Introduction
LLMs stand at the forefront of AI, demonstrating human-like proficiency in understanding and generating language. These models serve a range of purposes, from aiding in creative writing to summarizing extensive texts and planning activities, and even have the potential to pave the way towards artificial general intelligence (AGI). However, LLMs typically require vast amounts of data and extensive computing resources. While proprietary models like ChatGPT have made headlines, there's an ongoing effort to create open-source alternatives that could democratize access to this powerful technology.

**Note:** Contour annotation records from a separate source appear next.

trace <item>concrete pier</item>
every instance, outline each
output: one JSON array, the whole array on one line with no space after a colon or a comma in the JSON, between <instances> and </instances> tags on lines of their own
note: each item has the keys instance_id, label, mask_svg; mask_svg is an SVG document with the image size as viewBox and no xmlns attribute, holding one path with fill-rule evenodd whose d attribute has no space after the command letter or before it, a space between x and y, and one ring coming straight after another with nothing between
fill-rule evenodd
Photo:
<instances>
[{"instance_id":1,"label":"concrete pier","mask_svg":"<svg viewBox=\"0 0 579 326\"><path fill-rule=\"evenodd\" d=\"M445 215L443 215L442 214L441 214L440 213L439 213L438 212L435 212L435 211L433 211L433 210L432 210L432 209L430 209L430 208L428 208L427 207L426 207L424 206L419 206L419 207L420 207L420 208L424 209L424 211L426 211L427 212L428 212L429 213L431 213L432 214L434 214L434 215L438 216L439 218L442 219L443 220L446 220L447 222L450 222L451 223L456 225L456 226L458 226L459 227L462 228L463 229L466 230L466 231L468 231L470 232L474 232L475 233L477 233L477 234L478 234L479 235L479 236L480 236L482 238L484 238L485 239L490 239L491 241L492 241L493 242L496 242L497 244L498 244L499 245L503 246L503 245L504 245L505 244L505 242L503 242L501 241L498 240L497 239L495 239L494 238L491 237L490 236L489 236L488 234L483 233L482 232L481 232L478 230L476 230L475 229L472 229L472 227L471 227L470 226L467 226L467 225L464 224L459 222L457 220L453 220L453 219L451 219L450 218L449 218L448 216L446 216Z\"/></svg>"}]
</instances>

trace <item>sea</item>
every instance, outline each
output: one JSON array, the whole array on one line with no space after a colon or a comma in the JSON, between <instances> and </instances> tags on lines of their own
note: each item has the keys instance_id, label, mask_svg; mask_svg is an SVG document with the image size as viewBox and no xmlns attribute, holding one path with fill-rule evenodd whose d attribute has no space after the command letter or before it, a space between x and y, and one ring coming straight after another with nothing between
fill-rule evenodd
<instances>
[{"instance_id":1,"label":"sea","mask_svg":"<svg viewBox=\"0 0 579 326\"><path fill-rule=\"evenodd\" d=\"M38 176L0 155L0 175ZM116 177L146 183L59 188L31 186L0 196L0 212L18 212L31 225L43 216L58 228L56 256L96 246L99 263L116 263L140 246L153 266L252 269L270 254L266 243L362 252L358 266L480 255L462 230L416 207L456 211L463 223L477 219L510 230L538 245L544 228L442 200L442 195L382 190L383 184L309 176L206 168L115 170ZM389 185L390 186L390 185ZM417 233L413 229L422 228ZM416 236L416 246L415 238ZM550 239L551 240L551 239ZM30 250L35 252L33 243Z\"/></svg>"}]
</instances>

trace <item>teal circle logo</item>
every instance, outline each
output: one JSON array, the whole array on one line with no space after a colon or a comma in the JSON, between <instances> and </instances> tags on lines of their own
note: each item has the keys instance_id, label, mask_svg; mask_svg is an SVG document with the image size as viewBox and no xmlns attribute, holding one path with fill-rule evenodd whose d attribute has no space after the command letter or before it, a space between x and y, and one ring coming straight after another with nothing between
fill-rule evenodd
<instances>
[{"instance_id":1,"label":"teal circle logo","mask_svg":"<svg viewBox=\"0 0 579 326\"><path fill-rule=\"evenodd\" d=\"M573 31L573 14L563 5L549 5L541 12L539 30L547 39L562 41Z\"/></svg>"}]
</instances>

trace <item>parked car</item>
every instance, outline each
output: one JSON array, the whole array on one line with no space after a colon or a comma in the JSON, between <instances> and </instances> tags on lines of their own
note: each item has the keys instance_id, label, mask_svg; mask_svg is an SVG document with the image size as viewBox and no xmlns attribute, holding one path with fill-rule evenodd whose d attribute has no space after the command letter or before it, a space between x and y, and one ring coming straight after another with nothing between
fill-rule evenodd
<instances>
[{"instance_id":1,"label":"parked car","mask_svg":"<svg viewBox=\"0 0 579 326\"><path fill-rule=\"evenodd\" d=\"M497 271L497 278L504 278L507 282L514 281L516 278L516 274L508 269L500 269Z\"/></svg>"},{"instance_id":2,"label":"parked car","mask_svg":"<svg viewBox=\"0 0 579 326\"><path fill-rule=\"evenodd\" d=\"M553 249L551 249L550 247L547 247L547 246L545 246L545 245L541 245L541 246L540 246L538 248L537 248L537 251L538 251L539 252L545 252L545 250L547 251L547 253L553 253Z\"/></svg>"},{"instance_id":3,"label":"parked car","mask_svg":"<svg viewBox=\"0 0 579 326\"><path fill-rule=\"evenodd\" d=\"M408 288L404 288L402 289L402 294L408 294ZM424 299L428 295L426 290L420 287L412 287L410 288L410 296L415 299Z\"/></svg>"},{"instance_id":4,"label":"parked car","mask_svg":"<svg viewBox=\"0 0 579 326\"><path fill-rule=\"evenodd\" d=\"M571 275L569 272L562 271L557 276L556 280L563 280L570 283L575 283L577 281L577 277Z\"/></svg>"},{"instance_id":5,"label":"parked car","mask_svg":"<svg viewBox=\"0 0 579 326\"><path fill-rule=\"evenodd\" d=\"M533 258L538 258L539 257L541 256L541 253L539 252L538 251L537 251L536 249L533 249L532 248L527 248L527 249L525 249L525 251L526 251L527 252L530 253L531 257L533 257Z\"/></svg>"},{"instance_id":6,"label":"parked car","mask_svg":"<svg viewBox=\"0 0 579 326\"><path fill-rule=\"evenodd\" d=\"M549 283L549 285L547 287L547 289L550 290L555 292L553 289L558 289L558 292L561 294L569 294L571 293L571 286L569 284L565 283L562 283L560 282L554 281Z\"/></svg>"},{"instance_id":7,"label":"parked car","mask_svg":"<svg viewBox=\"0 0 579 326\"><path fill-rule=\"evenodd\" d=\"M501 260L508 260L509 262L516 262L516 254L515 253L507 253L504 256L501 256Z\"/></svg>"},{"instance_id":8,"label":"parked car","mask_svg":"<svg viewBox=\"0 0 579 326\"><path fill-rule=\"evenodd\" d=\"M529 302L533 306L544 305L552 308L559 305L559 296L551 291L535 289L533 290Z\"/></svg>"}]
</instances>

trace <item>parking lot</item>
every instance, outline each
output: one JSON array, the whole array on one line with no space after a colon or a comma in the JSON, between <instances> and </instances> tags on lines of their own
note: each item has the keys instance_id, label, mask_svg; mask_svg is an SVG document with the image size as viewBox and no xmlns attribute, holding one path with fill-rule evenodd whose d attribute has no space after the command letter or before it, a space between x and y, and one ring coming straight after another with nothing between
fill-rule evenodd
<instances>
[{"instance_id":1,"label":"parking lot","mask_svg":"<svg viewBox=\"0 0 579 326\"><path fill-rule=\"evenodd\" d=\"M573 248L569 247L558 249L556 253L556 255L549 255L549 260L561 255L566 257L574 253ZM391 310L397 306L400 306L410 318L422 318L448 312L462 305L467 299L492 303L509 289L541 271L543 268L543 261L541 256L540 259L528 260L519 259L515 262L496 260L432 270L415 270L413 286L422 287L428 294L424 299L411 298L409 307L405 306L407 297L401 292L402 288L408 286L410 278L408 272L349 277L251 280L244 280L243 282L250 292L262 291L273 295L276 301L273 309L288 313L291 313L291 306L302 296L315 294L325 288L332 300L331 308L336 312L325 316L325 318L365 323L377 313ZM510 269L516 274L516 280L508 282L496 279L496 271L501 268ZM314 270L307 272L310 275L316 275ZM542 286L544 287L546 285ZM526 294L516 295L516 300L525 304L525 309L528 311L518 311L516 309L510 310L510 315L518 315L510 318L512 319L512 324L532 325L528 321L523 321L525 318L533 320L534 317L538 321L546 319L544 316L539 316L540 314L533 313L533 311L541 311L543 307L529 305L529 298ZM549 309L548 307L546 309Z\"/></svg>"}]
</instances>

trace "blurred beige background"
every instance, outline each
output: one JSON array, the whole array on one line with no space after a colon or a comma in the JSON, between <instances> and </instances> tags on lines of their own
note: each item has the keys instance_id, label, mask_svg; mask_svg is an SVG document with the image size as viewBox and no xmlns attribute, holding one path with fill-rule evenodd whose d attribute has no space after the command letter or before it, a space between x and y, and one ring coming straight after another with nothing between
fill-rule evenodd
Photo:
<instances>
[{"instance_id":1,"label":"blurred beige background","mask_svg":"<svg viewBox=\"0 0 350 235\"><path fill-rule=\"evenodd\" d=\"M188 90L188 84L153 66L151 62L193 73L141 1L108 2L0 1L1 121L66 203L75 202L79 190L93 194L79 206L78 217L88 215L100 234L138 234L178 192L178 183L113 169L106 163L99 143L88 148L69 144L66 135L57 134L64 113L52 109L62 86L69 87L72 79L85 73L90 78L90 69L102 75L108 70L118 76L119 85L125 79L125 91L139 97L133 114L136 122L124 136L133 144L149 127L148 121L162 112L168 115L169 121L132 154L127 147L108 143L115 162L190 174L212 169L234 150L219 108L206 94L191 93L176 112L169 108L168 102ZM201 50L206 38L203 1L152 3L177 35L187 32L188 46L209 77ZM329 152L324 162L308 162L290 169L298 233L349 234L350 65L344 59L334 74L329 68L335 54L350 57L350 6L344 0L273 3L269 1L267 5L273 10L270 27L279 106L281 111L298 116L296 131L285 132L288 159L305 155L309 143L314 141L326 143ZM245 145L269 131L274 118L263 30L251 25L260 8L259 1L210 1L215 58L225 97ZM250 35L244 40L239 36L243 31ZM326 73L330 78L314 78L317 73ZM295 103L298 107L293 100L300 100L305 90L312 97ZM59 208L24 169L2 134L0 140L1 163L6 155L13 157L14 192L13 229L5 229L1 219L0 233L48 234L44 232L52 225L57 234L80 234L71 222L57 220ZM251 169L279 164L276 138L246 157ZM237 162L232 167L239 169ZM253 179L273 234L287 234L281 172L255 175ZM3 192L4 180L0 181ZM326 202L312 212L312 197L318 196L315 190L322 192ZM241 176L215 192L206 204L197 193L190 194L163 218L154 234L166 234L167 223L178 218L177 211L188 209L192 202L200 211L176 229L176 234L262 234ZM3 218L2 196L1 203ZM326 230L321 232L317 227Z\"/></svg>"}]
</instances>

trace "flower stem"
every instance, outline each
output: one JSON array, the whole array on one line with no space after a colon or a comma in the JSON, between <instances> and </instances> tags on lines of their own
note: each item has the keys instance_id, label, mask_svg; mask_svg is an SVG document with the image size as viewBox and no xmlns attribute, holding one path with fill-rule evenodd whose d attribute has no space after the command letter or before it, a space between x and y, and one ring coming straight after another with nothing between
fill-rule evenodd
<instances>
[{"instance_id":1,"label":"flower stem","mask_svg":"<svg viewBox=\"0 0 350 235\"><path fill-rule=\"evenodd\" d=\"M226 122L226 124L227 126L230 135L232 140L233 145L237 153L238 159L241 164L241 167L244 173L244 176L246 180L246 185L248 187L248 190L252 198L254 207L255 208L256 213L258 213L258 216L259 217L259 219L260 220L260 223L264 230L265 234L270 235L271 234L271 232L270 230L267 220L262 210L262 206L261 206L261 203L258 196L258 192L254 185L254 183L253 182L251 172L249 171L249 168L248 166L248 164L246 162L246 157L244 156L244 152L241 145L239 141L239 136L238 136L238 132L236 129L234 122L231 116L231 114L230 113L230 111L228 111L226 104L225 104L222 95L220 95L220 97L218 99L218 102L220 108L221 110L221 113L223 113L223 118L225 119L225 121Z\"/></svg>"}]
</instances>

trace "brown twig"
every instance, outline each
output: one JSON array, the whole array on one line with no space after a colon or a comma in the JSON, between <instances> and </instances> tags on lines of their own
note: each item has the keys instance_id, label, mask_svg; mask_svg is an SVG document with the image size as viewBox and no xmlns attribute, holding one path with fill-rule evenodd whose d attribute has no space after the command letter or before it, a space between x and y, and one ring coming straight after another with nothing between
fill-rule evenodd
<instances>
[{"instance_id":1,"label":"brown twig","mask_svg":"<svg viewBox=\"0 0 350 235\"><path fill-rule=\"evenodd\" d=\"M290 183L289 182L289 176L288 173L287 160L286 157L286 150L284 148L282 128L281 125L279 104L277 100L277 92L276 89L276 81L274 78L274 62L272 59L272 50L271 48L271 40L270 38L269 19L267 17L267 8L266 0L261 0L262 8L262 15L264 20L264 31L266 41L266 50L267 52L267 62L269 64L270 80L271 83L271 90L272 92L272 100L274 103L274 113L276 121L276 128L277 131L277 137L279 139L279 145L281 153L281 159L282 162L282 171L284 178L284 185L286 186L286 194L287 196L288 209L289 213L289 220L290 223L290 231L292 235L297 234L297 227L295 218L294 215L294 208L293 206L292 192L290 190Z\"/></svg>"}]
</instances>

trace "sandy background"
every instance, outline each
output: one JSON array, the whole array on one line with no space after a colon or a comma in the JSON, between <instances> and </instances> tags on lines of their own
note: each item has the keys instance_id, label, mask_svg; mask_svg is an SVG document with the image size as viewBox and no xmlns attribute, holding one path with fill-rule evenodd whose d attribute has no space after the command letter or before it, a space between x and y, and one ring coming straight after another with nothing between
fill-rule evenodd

One significant limitation of existing LLMs is their focus on English, leaving a gap in performance for other languages such as Chinese.
Pre-Training
YAYI 2 is the model under consideration, with both base and chat models of 30 billion parameters each, pre-trained on a corpus with multilingual content, which particularly improves performance in Chinese contexts. The developers curated a massive data set of over 240 terabytes, 41.5% of which is Chinese, sourced from diverse content such as news and Wikipedia. Special care was taken to design a rigorous processing pipeline, employing normalization, heuristic cleaning, multi-level deduplication, and toxicity filtering to ensure data quality and safe outputs from the models. Advanced techniques like FlashAttention 2 and multi-query attention were used to increase the speed of training and inference.
Alignment
To fine-tune the base models, a process involving millions of instruction-output pairs and reinforcement learning from human feedback was employed. This was crucial to imbue the models with the ability to handle long instructions and multi-turn conversations. The training data for this aligned fine-tuning covered a vast array of tasks, evaluated based on several dimensions, stressing balance and high quality. Additionally, the model is designed to handle various domain tasks, assisting the model's efficacy in real-world business scenarios.
Evaluations
The YAYI 2 base model benchmarking reveals it outperforms several similar-sized open-source models across standard benchmarks for knowledge and language understanding, mathematical reasoning, and programming. Particularly noteworthy is its performance on benchmarks involving multilingual capabilities and understanding contextually relevant information. While the YAYI 2 model demonstrates remarkable capabilities in the creation and usage of language, users are cautioned to review its outputs, especially in sensitive scenarios, to avoid the propagation of potentially harmful content.
In conclusion, YAYI 2 is a multilingual, open-source LLM that offers significant advancements over its open-source counterparts, especially in the Chinese language context. The model was trained using innovative techniques for efficiency and human-like understanding, and it performed impressively in benchmarks that test a variety of capabilities essential to AGI.